En la isla caribeña hubo 363 asesinatos hasta julio de 2019, según datos de la policía puertorriqueña. En caso de que esta tendencia se haya mantenido durante el resto del año, Puerto Rico tendría un total de 622 asesinatos y una tasa de homicidios de 20,1 por 100.000 habitantes, prácticamente lo mismo que la tasa de 20 por 100.000 del año 2018.

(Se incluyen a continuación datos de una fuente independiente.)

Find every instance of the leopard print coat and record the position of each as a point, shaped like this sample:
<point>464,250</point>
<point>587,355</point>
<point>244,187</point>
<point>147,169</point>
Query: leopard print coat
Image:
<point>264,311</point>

El año pasado inició con una serie de asesinatos en la isla. A finales de enero se registraron 78 homicidios, lo que llevó a un alto funcionario del Buró Federal de Investigaciones (FBI) a declarar una “crisis de seguridad” y solicitar apoyo adicional del continente. En octubre, una masacre en un complejo residencial de San Juan obligó a la gobernadora Wanda Vázquez a convocar una reunión de urgencia con funcionarios de seguridad, tras lo cual se aumentó la presencia policial en las calles de todo el territorio.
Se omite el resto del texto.